Deployment Stamps
Deployment Stamps run independent copies of the full application stack, each serving a subset of tenants, to scale by adding units and contain failures. It gives strong isolation and predictable scaling at the cost of multiplied operational overhead.
The Deployment Stamps pattern (also called the service stamp or scale unit pattern) provisions multiple independent copies of an application and its resources, each called a stamp. Each stamp serves a subset of users or tenants and runs in isolation from the others.
The problem is scaling and isolating a multi-tenant system beyond what a single shared deployment can handle. A shared stack creates noisy-neighbor effects, a single blast radius, and scaling limits tied to one set of resources.
How It Works
A stamp is a self-contained unit: compute, database, storage, and supporting services deployed together, usually from the same infrastructure-as-code template. Tenants are assigned to stamps. A routing or traffic-management layer maps each request to its tenant's stamp, often via a lookup table.
To scale, you deploy more stamps rather than growing one stack. Because stamps are independent, a failure or a bad deployment in one stamp does not affect tenants in others. Stamps can be placed in different regions, sized differently for different tenant tiers, and updated in waves to limit risk.
When to Use It
Use it for multi-tenant SaaS that must isolate tenants, scale horizontally past single-stack ceilings, and contain failures. It suits regulated tenants needing dedicated resources or specific regions, and large customers warranting their own stamp.
Avoid it for small single-tenant apps or where a single elastic deployment comfortably handles the load, since per-stamp overhead multiplies operational cost.
Trade-offs
Managing many stamps multiplies deployment, monitoring, and cost. You need robust automation to provision, update, and observe stamps uniformly, plus a reliable tenant-to-stamp routing and onboarding process. Cross-stamp operations (analytics, global search) become harder because data is partitioned by stamp.

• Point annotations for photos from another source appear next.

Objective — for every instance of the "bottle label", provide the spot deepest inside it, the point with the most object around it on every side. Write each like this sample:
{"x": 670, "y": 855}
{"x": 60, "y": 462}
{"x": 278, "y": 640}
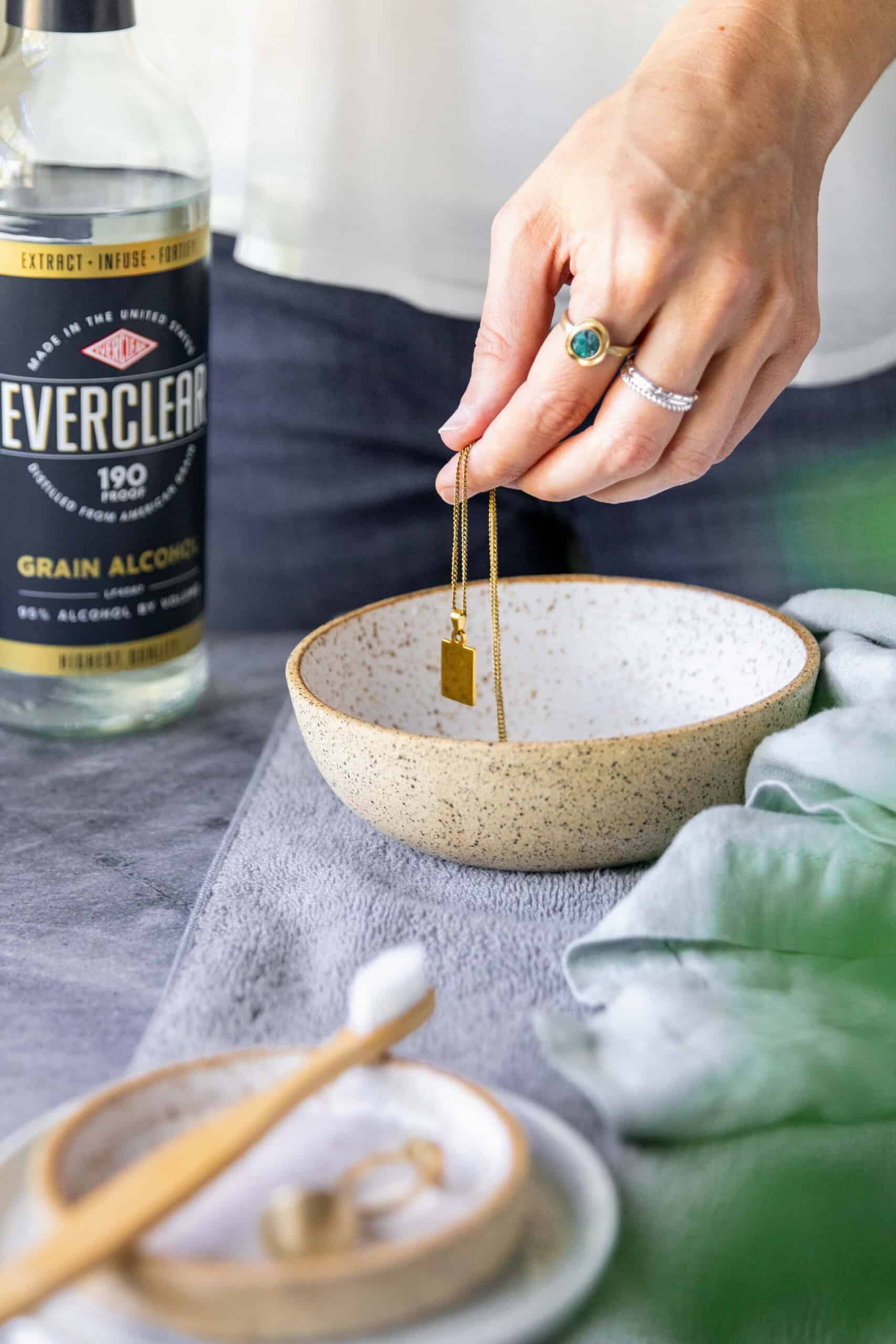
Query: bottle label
{"x": 104, "y": 409}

The upside is strong isolation, predictable scaling by adding units, and a small blast radius for failures and rollouts.
Related Patterns
It resembles the Geode pattern but stamps are not interchangeable; each serves specific tenants. Sharding partitions data within or across stamps. An External Configuration Store and the tenant routing table coordinate which stamp owns which tenant.
Example
A B2B analytics SaaS deploys each stamp with its own Kubernetes cluster, database, and cache via Terraform. Small customers share stamps holding a few hundred tenants each; an enterprise customer gets a dedicated stamp in its required region. A routing service maps incoming requests by tenant ID to the right stamp. To grow, the team deploys a new stamp from the template and onboards tenants to it; a faulty release rolled out to one stamp affects only its tenants.